November inflation rate reached a 19-month high with 9.5 percent. Economists warn that the figure signals a year end rate much higher than government estimates. The index ‘is a cold shower’, says a market analyst.

Turkish inflation increased to 9.5 percent in November from 7.7 percent a month earlier, reaching a 19-month record as economists warn of a nearly two digit yearend figure.

The hike in food and clothing prices, increase in special consumption tax on tobacco, cars and mobile phones and rise in import taxes played a major role in the unexpectedly high inflation rate.
A sharp price increase was experienced in many basic spending groups in November, according to Vakıfbank Economic Researches.

Producer prices meanwhile increased only by 0.65 percent from a month earlier, the Ankara-based statistics office said on its website yesterday.

The Central Bank’s preferred measure of core inflation jumped to 8.2 percent, the highest since June 2007.

“The central bank will argue that this is ‘just’ the result of exchange rate pass-through,” Timothy Ash, head of emerging-market research for Royal Bank of Scotland in London, said in emailed comments. “Well, yes, but that’s the result of the fact that the current account deficit had been left to get too large for too long.

The Central Bank is finally on the case, but some would argue too little, too late.”
Consumer price inflation is now more than double the four-decade low of 4 percent reached in March.
Yields on two-year bonds increased eight basis points to 10.36 percent at 11 a.m. in Istanbul, rising for the first day in four.

“The fact that the core numbers keep on ticking higher while the economy slows is a worrisome issue and will force the Central Bank to keep even closer to their tightening bias,” Özhan Antero Atilla, an emerging-market analyst at Danske Bank in Copenhagen, said in emailed comments.
Turkey is revising its inflation estimate for this year to nearly 10 percent in a draft accession document for its European Union membership bid, said two government officials who declined to be identified, according to Bloomberg News.

The figure was increased from a previous estimate of 7.8 percent in the country’s three-year economic plan, the agency quoted the officials in Ankara yesterday. The estimates, which are included in a document to be presented by the government to the EU Dec. 15, will be approved by the cabinet and may change, they said.

The budget deficit for 2011 is estimated at 1.4 percent of economic output compared with a previous prediction of 1.7 percent, according to the draft, the officials said.
EFG Istanbul chief economist Haluk Bürümcekçi told Reuters that the increase in food and clothing prices has caused an unforeseen rise in core inflation. “As a result, the yearend inflation will stand at somewhere between 9.5 percent and 10 [percent].”

Ekspres Invest chief economist Nilüfer Sezgin agreed with Bürümcekçi’s forecast, adding that the inflation might go downward again next year.

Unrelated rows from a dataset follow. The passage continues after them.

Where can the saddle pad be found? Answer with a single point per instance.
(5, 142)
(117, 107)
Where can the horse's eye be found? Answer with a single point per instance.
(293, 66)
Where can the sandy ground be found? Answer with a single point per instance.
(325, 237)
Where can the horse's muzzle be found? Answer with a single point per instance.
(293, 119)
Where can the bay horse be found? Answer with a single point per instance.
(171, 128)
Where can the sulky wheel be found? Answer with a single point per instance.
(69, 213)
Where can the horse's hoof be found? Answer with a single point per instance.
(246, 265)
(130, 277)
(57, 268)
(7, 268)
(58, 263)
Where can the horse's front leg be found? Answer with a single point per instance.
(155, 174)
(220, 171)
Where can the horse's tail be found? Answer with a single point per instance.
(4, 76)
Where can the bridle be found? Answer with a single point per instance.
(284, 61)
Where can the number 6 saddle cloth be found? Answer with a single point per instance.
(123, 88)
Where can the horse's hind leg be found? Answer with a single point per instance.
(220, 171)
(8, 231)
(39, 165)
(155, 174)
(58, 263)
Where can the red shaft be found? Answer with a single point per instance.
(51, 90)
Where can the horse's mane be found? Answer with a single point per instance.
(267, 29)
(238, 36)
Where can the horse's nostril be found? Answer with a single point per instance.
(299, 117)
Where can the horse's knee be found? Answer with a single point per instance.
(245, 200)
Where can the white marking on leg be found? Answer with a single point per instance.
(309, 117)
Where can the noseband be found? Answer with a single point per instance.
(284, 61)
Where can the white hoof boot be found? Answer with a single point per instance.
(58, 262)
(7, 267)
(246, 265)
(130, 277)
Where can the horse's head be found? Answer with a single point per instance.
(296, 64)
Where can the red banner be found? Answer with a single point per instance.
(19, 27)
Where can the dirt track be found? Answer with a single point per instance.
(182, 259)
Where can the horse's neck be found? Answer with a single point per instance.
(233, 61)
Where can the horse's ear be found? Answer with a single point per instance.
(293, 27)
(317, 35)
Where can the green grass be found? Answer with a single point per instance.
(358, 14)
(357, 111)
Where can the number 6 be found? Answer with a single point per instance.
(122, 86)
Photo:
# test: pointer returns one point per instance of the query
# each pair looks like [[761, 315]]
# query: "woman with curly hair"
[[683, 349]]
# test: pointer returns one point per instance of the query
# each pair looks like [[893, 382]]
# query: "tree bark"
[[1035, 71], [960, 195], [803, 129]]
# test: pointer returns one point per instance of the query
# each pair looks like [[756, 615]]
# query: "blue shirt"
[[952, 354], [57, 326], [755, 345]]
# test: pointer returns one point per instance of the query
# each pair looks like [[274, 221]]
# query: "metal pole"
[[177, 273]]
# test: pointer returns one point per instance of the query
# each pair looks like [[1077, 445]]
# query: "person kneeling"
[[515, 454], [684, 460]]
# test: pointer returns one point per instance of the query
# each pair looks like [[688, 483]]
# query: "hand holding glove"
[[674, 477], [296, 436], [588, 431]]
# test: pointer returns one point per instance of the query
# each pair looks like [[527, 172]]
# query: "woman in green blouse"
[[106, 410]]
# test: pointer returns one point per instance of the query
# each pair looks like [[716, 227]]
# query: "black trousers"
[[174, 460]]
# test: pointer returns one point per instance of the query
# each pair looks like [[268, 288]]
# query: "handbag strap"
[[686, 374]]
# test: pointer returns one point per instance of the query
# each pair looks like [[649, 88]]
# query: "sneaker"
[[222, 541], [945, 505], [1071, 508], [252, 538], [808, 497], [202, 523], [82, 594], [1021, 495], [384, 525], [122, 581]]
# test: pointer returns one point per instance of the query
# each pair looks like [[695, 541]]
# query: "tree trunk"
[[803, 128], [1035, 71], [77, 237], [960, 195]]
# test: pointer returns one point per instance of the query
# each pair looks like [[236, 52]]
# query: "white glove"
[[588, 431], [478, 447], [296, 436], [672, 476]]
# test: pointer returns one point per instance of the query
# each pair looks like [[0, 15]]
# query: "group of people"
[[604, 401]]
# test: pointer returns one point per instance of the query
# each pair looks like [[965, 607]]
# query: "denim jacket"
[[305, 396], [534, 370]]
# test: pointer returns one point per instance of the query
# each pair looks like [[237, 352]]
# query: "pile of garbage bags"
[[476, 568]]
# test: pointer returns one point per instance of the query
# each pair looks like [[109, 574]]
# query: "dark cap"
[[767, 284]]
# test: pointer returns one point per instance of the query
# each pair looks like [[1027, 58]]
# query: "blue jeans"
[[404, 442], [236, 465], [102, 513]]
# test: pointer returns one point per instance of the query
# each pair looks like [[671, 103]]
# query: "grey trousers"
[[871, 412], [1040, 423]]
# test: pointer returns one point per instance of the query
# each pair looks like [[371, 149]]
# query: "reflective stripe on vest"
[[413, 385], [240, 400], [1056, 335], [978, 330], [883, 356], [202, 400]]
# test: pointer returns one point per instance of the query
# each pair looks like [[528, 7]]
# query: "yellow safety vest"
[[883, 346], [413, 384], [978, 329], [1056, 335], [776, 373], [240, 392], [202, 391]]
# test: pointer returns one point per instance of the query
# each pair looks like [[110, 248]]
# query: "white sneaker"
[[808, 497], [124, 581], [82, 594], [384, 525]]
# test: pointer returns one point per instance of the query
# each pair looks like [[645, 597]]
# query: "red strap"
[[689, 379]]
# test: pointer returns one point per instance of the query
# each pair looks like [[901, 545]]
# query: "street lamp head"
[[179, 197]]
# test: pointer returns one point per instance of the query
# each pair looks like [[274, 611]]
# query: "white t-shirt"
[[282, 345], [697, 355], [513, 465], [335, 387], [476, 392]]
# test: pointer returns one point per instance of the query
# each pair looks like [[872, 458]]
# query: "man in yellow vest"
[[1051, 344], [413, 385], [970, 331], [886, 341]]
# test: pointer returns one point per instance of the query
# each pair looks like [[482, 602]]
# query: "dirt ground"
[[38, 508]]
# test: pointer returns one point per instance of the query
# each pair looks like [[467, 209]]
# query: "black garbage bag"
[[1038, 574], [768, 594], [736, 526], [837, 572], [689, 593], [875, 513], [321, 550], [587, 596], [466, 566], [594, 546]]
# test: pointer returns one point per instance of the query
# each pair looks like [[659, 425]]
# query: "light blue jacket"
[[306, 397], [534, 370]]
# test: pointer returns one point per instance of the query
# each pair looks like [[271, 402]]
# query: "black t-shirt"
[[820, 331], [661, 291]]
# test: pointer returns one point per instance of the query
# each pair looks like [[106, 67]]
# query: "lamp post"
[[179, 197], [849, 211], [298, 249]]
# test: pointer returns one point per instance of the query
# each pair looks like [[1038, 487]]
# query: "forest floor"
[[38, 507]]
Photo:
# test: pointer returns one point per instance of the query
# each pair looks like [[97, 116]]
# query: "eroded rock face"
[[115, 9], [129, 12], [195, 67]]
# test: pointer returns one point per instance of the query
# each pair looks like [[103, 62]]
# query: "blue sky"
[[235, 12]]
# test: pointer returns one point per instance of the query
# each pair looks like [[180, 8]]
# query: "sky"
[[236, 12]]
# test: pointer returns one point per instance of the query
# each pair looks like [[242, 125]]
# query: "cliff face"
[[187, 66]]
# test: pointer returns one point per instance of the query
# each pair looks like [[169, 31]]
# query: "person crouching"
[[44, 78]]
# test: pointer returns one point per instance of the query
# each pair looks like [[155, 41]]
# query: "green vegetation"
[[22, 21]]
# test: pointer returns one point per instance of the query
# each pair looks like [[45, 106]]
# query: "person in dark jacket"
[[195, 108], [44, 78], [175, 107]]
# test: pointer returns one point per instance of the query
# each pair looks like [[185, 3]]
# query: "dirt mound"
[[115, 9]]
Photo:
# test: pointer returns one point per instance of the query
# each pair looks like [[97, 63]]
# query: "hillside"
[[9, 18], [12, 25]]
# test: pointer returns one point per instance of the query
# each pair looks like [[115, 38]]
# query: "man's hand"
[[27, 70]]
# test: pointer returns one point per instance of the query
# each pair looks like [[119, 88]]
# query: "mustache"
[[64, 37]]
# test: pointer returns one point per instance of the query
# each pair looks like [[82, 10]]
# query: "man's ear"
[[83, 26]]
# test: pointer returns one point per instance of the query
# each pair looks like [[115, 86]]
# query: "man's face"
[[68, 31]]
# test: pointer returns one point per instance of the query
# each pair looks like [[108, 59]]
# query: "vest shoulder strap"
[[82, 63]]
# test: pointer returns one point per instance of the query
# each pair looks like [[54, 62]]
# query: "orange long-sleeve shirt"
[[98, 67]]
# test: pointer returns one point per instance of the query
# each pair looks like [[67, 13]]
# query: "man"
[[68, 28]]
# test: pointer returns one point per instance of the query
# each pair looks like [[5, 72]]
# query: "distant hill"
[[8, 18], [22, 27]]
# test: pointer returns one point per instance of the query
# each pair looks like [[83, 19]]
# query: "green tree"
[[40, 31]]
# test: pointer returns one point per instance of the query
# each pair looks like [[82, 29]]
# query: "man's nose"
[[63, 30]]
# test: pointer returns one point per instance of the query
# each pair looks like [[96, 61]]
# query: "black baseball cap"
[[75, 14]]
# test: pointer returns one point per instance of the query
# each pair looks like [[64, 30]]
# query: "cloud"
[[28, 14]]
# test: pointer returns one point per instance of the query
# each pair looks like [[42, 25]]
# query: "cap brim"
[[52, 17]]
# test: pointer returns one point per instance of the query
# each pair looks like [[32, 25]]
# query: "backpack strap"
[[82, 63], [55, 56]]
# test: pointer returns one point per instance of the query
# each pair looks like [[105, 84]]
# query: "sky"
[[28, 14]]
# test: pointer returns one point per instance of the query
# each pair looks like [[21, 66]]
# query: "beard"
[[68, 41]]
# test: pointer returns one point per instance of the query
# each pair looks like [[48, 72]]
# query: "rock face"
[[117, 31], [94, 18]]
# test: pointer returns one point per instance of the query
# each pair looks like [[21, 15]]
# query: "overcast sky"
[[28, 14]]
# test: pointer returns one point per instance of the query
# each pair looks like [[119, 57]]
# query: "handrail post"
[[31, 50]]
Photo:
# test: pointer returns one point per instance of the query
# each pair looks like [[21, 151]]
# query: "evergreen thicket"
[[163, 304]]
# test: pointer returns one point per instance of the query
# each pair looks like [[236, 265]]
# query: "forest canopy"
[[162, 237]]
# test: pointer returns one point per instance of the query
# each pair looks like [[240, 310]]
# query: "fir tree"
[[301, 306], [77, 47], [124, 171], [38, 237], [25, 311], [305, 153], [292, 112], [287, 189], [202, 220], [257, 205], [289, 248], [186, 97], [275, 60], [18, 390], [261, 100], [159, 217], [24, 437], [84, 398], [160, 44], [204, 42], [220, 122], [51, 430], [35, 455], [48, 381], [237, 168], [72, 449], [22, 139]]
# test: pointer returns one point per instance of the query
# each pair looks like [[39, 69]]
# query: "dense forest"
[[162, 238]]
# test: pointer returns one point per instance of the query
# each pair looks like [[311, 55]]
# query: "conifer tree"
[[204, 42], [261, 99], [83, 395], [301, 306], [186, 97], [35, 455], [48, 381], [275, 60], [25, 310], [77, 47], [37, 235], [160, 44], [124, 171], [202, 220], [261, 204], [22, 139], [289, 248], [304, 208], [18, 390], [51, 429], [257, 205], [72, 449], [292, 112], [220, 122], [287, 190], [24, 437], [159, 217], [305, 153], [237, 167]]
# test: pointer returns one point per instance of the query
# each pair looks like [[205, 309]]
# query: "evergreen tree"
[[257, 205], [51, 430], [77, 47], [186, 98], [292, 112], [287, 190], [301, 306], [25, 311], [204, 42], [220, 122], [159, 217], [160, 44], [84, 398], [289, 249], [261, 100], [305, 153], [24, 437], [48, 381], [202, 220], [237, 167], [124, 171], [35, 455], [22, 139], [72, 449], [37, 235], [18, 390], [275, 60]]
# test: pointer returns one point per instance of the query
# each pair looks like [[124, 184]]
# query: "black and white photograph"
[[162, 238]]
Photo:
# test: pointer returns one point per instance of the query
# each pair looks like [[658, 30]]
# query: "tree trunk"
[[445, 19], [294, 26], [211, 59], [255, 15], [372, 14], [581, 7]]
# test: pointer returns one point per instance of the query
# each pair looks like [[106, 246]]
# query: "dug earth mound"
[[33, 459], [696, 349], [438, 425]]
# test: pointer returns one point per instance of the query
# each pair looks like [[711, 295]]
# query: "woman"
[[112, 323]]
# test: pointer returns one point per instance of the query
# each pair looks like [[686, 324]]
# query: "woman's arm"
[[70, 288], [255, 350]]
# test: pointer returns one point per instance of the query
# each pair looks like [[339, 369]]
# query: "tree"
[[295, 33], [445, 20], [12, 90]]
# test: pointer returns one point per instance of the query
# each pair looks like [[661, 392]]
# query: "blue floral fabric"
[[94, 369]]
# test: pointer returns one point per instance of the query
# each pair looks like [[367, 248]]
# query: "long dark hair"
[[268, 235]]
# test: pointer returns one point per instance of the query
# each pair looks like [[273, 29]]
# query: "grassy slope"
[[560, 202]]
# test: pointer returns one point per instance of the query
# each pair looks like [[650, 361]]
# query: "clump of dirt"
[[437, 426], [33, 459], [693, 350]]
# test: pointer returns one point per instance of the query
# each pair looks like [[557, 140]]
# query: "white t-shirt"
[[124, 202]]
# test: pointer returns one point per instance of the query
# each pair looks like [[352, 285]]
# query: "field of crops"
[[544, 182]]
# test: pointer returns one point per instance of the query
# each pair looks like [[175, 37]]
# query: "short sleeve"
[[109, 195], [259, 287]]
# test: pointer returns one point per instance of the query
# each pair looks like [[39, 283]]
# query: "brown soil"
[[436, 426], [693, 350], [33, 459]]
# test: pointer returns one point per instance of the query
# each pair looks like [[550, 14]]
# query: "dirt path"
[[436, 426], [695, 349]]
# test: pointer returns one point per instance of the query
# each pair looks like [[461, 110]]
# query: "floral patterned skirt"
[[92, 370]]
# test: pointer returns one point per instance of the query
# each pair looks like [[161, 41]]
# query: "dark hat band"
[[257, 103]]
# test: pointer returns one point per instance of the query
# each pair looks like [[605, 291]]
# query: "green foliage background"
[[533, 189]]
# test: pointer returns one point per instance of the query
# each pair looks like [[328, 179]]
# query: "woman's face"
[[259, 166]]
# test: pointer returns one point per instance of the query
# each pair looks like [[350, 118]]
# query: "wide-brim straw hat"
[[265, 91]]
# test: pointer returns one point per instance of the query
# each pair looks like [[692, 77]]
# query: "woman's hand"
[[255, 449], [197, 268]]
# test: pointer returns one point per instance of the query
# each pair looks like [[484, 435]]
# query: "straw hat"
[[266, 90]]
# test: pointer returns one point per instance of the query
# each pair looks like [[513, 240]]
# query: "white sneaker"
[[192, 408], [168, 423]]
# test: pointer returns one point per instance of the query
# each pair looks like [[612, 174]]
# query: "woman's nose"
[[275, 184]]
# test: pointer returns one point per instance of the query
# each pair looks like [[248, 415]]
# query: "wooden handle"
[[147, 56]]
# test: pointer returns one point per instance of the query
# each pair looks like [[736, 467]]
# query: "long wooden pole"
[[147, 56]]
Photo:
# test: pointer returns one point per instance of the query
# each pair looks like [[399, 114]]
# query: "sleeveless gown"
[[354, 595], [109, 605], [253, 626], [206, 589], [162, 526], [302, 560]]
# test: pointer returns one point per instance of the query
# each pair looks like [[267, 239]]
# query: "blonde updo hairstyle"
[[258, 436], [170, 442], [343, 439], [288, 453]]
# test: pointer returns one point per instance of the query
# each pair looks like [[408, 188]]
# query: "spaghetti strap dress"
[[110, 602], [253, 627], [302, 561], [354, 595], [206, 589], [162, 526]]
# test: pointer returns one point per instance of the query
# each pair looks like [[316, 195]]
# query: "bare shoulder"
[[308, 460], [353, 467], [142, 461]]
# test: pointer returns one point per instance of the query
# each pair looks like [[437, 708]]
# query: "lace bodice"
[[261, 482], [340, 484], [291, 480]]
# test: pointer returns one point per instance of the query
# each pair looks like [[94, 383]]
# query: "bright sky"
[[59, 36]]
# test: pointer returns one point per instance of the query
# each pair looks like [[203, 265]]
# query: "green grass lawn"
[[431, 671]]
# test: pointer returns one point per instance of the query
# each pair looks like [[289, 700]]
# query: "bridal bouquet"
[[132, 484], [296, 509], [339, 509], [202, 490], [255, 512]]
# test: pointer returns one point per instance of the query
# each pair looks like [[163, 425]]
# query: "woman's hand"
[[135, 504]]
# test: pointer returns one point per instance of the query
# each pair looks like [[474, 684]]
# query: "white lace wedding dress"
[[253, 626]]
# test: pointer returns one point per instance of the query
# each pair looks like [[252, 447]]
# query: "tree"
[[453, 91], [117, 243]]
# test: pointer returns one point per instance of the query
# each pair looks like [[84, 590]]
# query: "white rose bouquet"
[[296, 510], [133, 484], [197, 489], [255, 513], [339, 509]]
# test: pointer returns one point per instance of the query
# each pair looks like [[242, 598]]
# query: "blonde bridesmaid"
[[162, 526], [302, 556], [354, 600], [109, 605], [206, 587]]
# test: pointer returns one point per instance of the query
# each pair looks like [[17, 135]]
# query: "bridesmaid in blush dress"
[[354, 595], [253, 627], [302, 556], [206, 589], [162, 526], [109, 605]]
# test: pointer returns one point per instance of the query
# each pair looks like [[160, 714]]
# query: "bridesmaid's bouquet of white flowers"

“November CPI is a cold shower for Central Bank,” said Cristian Maggio, the senior emerging markets strategist at TD Rates & FX Research, in a note to investors. “…the Central Bank will have a hard time convincing the market that they are implementing a proper strategy while inflation rises, interest rates are commonly perceived as still too lax and there is no official guideline from the Monetary Policy Committee to tighten the monetary policy over the foreseeable future.”